Do you see something missing here? We are concluding about trust and happiness but in the premises, the link between ‘feeling isolated’ and ‘happiness’ is missing. The premises do not talk about happiness at all. So we need a premise which says, ‘feeling isolated’ means ‘not happy’ for the conclusion to make sense.
Look at the premises now:


– Without trust there can be no meaningful emotional connection.

– Without meaningful emotional connections, we feel isolated.

– When we feel isolated, we cannot be happy. (The assumption)


Ability to trust is essential to happiness.

Now it all makes sense, doesn’t it?

Look at the options now.

Option (A) says – ‘No one who is feeling isolated can feel happy.’ – exactly what we needed.

Hence (A) will be your answer.

Hope this makes sense to you. Next week, we will see how you can easily solve OG questions using this concept.

Karishma, a Computer Engineer with a keen interest in alternative Mathematical approaches, has mentored students in the continents of Asia, Europe and North America. She teaches the GMAT for Veritas Prep and regularly participates in content development projects such as this blog!

4 Responses

  1. sonya says:

    isn’t “NO ONE” in choice A an extreme word?

    • Karishma says:

      A rule of thumb is just that, a-rule-of-thumb. It is not applicable in every case – only generally. If the argument tells you, ‘Water is necessary for human survival’, does it imply that no human can live without water? Sure. We can say, ‘No Human’ – however extreme it may be.
      Therefore, ‘the choice is too extreme’ is not the reason to reject it. You can say that it is not necessary in every case and hence we should reject it. When your answer explanations say that this choice is too extreme, this is exactly what they mean. It all depends on what the argument tells you.

  2. Sid says:

    I have a question on B. I picked A as well but I was confused between B and A.

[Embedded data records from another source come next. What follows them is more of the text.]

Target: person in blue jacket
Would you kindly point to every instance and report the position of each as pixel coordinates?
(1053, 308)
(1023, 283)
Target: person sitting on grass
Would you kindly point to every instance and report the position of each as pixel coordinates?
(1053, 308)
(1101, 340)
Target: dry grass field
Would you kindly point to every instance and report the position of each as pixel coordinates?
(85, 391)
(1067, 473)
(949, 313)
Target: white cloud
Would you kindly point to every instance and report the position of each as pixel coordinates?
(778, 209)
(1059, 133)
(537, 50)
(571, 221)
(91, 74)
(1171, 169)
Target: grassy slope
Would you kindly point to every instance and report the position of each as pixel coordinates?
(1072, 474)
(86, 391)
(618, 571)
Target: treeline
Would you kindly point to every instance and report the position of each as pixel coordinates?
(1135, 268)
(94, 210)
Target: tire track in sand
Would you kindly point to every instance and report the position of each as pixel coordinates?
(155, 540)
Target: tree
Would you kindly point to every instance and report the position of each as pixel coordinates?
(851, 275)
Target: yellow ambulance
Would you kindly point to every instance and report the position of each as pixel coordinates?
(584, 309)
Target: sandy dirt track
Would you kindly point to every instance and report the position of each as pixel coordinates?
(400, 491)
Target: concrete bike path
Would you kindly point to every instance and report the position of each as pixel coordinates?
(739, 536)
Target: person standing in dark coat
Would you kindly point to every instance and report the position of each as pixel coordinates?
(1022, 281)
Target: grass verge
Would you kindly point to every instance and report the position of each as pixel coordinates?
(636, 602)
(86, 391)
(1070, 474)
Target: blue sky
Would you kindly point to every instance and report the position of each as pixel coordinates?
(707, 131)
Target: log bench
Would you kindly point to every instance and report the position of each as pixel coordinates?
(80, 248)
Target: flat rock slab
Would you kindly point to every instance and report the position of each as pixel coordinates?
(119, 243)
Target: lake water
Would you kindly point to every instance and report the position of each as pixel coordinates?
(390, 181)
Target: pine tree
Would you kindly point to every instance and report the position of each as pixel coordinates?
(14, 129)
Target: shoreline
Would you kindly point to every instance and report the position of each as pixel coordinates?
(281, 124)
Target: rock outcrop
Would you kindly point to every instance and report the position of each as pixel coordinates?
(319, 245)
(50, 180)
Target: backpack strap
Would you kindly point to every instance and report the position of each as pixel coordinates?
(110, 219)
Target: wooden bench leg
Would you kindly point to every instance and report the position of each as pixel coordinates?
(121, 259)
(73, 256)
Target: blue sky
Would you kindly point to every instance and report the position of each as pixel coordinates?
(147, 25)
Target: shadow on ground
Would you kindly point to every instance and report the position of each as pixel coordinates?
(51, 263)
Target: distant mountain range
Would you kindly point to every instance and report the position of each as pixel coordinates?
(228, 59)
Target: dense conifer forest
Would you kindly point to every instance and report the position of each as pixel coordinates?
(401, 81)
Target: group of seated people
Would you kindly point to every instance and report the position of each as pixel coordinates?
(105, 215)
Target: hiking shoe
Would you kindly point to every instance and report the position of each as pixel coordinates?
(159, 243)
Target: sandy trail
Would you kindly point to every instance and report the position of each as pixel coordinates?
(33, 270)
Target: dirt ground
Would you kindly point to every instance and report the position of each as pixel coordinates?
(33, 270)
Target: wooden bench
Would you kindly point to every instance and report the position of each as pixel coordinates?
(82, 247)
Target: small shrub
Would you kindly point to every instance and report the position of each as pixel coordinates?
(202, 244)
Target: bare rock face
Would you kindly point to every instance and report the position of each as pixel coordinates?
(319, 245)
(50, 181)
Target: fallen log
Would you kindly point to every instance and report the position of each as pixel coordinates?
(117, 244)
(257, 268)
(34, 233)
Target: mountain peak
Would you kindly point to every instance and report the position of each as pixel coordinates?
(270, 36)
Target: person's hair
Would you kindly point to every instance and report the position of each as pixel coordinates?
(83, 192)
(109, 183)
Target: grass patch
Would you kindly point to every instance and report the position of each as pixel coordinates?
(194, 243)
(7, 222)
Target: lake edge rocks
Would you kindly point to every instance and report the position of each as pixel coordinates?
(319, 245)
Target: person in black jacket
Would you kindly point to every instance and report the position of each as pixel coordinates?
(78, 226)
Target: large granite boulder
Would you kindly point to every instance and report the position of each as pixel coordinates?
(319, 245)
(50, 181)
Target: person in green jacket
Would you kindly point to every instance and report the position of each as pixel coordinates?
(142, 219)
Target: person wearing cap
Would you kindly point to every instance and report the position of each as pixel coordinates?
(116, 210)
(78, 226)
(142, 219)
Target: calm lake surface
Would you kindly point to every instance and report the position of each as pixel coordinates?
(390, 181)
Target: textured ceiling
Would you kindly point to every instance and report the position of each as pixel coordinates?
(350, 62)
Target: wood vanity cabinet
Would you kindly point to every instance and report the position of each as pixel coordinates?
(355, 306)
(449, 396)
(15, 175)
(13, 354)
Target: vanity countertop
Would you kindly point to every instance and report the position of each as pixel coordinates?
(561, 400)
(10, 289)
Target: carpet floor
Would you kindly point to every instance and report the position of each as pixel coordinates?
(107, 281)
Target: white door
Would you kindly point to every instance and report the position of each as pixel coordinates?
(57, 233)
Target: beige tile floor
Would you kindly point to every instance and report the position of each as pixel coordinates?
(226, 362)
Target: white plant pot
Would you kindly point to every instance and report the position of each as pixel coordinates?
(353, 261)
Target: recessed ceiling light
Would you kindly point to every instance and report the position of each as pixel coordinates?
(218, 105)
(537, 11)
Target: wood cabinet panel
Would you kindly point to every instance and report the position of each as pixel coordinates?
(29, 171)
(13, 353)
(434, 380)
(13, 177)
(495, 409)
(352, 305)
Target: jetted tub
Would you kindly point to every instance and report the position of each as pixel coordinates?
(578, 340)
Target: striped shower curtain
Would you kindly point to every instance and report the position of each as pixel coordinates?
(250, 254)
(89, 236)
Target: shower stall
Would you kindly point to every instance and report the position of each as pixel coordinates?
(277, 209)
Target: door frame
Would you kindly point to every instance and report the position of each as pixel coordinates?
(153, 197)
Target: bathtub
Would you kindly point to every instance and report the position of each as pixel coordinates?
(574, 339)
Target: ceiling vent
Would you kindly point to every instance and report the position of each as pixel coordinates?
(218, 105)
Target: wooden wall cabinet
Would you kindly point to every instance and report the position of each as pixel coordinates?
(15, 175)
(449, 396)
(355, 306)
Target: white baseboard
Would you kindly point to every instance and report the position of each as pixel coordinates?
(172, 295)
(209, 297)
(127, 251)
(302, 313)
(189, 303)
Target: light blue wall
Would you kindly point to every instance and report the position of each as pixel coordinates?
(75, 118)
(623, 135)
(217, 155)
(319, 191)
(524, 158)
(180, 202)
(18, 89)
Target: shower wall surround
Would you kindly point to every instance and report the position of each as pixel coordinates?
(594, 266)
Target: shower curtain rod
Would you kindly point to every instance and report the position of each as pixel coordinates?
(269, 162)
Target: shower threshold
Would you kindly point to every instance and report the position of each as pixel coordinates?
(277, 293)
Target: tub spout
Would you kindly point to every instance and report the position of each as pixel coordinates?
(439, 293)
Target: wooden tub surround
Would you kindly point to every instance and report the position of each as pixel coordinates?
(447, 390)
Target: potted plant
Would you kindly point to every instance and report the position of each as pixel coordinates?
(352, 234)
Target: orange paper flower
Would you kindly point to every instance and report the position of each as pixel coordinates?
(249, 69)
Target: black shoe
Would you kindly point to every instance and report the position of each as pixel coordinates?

    While analyzing further I noticed that B is more an inference than an assumption. Since it’s not the missing link / necessary missing premise

    Is my reasoning accurate or am I missing something?

    P.S. – here I’m assuming that if my reasoning is accurate I didn’t miss something :-p

    • Karishma says:

      Let me rephrase the premises:

      – Trust is essential to meaningful emotional connection.
      – Meaningful emotional connections is essential to ‘not feeling isolated’.

      Trust is essential to happiness.

      Option B:
      Meaningful emotional connection is sufficient to be happy. (even though the word used is ‘can be happy’, it seems that option B is telling you that everyone who has a meaningful connection is happy)

      It is neither an assumption nor an inference. We are talking about necessary conditions. The argument doesn’t tell us what is sufficient to be happy.